Outdoor Research Alibi (2014)

Here’s an impressive jacket from Seattle-based Outdoor Research, a brand that – despite being massive Stateside – is still a relatively rare sight in the UK hills. The Alibi has a hybrid construction, utilising waterproof panels in the hood and shoulders to give protection where the ‘weather hits hardest’. This does work for short showers or snow, but it’s no substitute for a waterproof jacket: rely on just this for a rainstorm in Wales and you’ll get soaked. Like the Montane Sabretooth, the Outdoor Research Alibi is cut to keep climbers interested: though the tail is nicely scooped, it’s on the short side and features a double zip to aid harness use. Cuffs are comfortable one-size affairs and the hood is helmet-compatible, though the unwired peak can be flappy in strong winds. There is a great feature in the shape of a secondary thermal hood tucked away in a pouch behind the neck; this bulges in a manner you’d expect would annoy when stowed, but actually doesn’t. The Alibi is insulated with air-trapping fleece lining in the core trunk areas, but the back and underarms use rough-backed stretch fabric, making this jacket warm but not too warm.
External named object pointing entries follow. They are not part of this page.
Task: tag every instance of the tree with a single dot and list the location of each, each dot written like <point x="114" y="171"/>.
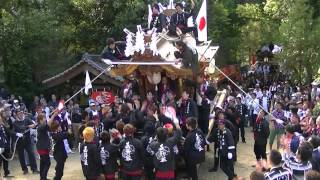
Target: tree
<point x="300" y="34"/>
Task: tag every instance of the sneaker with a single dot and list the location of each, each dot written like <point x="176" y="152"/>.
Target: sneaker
<point x="36" y="172"/>
<point x="214" y="169"/>
<point x="25" y="172"/>
<point x="8" y="175"/>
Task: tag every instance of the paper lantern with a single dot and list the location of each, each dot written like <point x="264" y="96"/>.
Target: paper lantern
<point x="154" y="78"/>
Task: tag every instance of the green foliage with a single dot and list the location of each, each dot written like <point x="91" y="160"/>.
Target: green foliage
<point x="39" y="38"/>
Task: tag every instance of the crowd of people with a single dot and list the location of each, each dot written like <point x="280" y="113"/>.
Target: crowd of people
<point x="162" y="136"/>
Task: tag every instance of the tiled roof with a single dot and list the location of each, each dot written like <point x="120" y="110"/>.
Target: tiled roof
<point x="93" y="60"/>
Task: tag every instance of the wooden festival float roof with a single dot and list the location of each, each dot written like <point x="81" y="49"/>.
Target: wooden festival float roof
<point x="146" y="64"/>
<point x="88" y="62"/>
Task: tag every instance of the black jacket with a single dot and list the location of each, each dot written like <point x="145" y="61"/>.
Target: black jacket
<point x="261" y="132"/>
<point x="132" y="155"/>
<point x="147" y="140"/>
<point x="4" y="143"/>
<point x="226" y="142"/>
<point x="164" y="153"/>
<point x="22" y="127"/>
<point x="188" y="109"/>
<point x="43" y="142"/>
<point x="90" y="160"/>
<point x="109" y="154"/>
<point x="158" y="22"/>
<point x="59" y="149"/>
<point x="194" y="147"/>
<point x="189" y="59"/>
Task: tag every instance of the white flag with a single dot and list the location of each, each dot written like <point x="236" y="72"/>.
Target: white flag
<point x="202" y="22"/>
<point x="87" y="84"/>
<point x="170" y="5"/>
<point x="149" y="16"/>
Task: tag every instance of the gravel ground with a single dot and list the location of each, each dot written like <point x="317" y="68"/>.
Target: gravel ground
<point x="72" y="170"/>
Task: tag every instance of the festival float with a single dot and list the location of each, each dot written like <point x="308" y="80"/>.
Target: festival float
<point x="152" y="56"/>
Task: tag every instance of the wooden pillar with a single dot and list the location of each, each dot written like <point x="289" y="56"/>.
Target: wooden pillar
<point x="180" y="86"/>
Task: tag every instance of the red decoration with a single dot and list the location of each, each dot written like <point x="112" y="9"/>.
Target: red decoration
<point x="202" y="23"/>
<point x="103" y="97"/>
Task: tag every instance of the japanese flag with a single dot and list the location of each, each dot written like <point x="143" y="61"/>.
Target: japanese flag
<point x="202" y="22"/>
<point x="61" y="105"/>
<point x="149" y="15"/>
<point x="87" y="84"/>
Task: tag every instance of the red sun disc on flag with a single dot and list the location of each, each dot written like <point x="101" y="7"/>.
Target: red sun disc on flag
<point x="202" y="23"/>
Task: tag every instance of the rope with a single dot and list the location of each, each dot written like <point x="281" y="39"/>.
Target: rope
<point x="14" y="148"/>
<point x="261" y="107"/>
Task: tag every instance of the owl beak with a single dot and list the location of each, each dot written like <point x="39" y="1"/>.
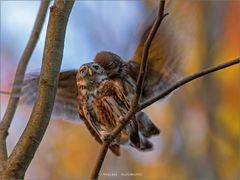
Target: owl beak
<point x="90" y="71"/>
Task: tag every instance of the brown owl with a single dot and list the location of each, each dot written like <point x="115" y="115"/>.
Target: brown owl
<point x="163" y="68"/>
<point x="102" y="104"/>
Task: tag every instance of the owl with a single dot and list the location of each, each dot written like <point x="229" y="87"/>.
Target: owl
<point x="102" y="104"/>
<point x="163" y="69"/>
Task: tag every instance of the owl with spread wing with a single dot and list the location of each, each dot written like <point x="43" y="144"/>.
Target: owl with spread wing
<point x="102" y="104"/>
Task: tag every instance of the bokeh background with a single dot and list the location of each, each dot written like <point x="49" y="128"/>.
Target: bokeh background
<point x="200" y="122"/>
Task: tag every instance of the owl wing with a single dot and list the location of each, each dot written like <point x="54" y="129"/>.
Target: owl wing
<point x="65" y="104"/>
<point x="163" y="61"/>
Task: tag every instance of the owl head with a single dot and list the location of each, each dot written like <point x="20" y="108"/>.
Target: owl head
<point x="110" y="62"/>
<point x="90" y="74"/>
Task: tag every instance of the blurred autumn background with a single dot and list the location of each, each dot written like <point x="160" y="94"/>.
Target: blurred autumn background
<point x="200" y="122"/>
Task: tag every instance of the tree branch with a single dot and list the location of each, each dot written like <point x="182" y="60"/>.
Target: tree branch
<point x="13" y="100"/>
<point x="134" y="102"/>
<point x="187" y="80"/>
<point x="27" y="145"/>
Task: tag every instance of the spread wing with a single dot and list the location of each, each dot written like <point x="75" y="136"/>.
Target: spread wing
<point x="65" y="104"/>
<point x="163" y="61"/>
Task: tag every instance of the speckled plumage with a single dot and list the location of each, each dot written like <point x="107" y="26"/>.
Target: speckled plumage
<point x="102" y="104"/>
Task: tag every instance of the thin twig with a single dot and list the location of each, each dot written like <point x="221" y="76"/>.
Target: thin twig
<point x="5" y="92"/>
<point x="134" y="102"/>
<point x="28" y="143"/>
<point x="187" y="80"/>
<point x="22" y="65"/>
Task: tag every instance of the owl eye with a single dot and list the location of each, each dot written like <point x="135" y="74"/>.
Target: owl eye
<point x="82" y="70"/>
<point x="110" y="63"/>
<point x="96" y="67"/>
Versatility is expanded further in the form of venting via two vertical zips rising from the hem. These turn the Outdoor Research Alibi into a kind of half-tabard and are highly effective at shifting heat, though they can be awkward to operate with a rucksack hipbelt. Two handwarmers plus a Napoleon chest pocket as well as a zipped inside pocket mean there is plenty of storage, though the pockets are on the small side and won’t, for instance, take a map.

Specifications:
Outer fabric Ventia Hybrid
Weight 640g (size M)
External pockets 3
Internal pockets 1
Hood? yes (2)
Pit zips? yes
Men’s sizes S-XL
Women’s sizes none
Website www.outdoorresearch.com

Verdict

Clever and versatile, the Outdoor Research Alibi is packed with a raft of Alpine-spec features that will appeal to a broad range of users. It’s probably overkill for most UK hill conditions, but at least you will get year-round use for your £190.